On June 15, an 85-year-old woman was taken by ambulance to the emergency department. She had been experiencing abdominal pain, generalized weakness, diarrhea, nausea, and vomiting for two days. Her medical history included dementia, hypertension, and a ventral hernia repair.
An abdominal CT revealed an anterior ventral hernia containing non-obstructed bowel loop. In the radiology report, there was no mention of the gallbladder.
The admitting internal medicine physician believed the patient’s right upper quadrant pain was suggestive of gallbladder disease. He ordered an ultrasound and a hepatobiliary scan, though the hepatobiliary scan was not performed.
The radiologist, a defendant in this case, interpreted the ultrasound and documented “…multiple echogenic defects within the gallbladder. The gallbladder wall is thickened at 4.6 mm.” The patient was diagnosed with cholelithiasis and cholecystitis. A consult with a general surgeon was requested.
Based on the patient’s symptoms and the results of the ultrasound, the general surgeon ordered a hepatobiliary scan with gallbladder ejection fraction to make sure the cholecystitis was not acute. He also noted the presence of a large anterior abdominal wall hernia containing non-obstructed bowel loops. The general surgeon suggested surgery only on an emergent basis.
The hepatobiliary scan revealed, “Small liver. Non-visualization of gallbladder compatible with cystic duct obstruction and acute cholecystitis. Dilated hepatic duct and CBD and ectasia of the CBD distally and protruding into the pancreatic head area. No biliary obstruction.”
After speaking with the admitting physician, the general surgeon agreed to perform surgery on June 20.
The general surgeon performed an open laparotomy and learned the patient did not have a gallbladder. The clips were in place from a previous surgery. He also noted that the abdominal wall was virtually non-existent, measuring approximately 3 mm in thickness. The general surgeon irrigated the area and removed all fluids, placed a drain, and attempted repair of the subcostal hernia.
After the surgery, the patient went on to develop leukocytosis, bandemia, and sepsis. She became incontinent and nauseated with green emesis. Studies revealed a small bowel obstruction, but the general surgeon felt that surgery to repair the obstruction was too risky. He recommended palliative management with admission to hospice.
On July 17, the patient was transferred to another facility. After refusal by a number of surgeons, the family found a surgeon to explore the patient’s incarcerated incisional hernia. That surgeon found two strangulated internal hernias within the sac, with perforation and ischemic changes. The surgeon also found an ischemic ileum that required re-section and re-anastomosis.
The patient’s condition worsened and she developed deep vein thrombosis and a C. difficile infection. She died on August 16.
A lawsuit was filed against the radiologist and the general surgeon. The plaintiffs alleged the general surgeon was negligent when he performed surgery to remove the patient’s gallbladder when there was evidence to make him question the presence of the gallbladder. They alleged the radiologist was negligent when he misinterpreted the gallbladder study.

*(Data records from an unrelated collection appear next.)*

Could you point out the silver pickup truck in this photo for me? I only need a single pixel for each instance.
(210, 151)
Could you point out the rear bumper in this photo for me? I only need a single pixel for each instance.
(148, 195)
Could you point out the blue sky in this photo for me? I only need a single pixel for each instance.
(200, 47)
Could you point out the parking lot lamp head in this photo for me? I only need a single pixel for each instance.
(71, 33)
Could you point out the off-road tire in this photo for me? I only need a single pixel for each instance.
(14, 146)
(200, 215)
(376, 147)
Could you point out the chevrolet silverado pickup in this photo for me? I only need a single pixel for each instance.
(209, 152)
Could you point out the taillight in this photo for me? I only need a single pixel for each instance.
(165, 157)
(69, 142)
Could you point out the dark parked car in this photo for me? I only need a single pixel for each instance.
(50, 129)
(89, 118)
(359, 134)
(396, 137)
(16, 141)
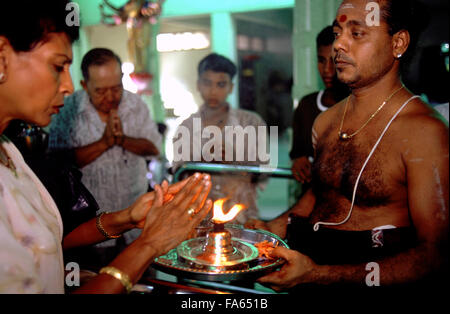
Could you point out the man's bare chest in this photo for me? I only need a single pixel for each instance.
(338, 164)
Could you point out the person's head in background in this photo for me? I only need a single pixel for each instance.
(325, 63)
(102, 79)
(35, 55)
(215, 79)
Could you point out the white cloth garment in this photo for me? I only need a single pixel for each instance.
(30, 232)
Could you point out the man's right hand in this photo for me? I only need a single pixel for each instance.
(301, 169)
(108, 134)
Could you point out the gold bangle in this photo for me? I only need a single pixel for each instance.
(102, 230)
(119, 275)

The plaintiff’s expert was critical of the general surgeon for taking the patient to surgery after indicating he would only do so on an emergent basis. Further, documentation showed the patient had no right upper quadrant pain and a non-tender, non-distended abdomen on the day of the surgery.
The results of the patient’s labs — in particular, her liver function tests and her bilirubin — were also normal. Also documented were the results of the hepatobiliary scan, which noted non-visualization of the gallbladder. Taken together, these facts should have alerted the general surgeon to further explore the cause of the patient’s symptoms.
Defense experts who reviewed this case expressed similar criticism. Additionally, the defense of this case was compromised by documentation and communication issues. The co-defendant radiologist documented that the hepatobiliary scan was a “technically limited study.” He testified that such phraseology is typically adequate to put the referring physician on notice to not rely on the study.
The patient’s family also testified that they repeatedly asked the general surgeon to call the patient’s primary care physician to obtain the patient’s medical history. In reviewing the patient’s hospital records from two years earlier, the notes from a CT scan of the abdomen indicated the patient had a prior cholecystectomy. Neither the general surgeon nor the radiologist had seen this report.
This case was settled on behalf of the general surgeon and the radiologist.
Risk management considerations
Obtaining and recording a thorough medical history is a requirement for an adequate medical record. When a patient is unreliable — in this case due to dementia — it is particularly important to request and review medical records from previous or current health care professionals.
The surgeon initially documented that he would perform surgery only on an emergent basis. He changed his mind and took the patient to the operating room 48 hours later. Had he documented his rationale, he would have had his clinical reasoning and observations in writing. When a physician documents his or her clinical rationale, it may assist in deciding if the objective facts represent a well-reasoned plan of care.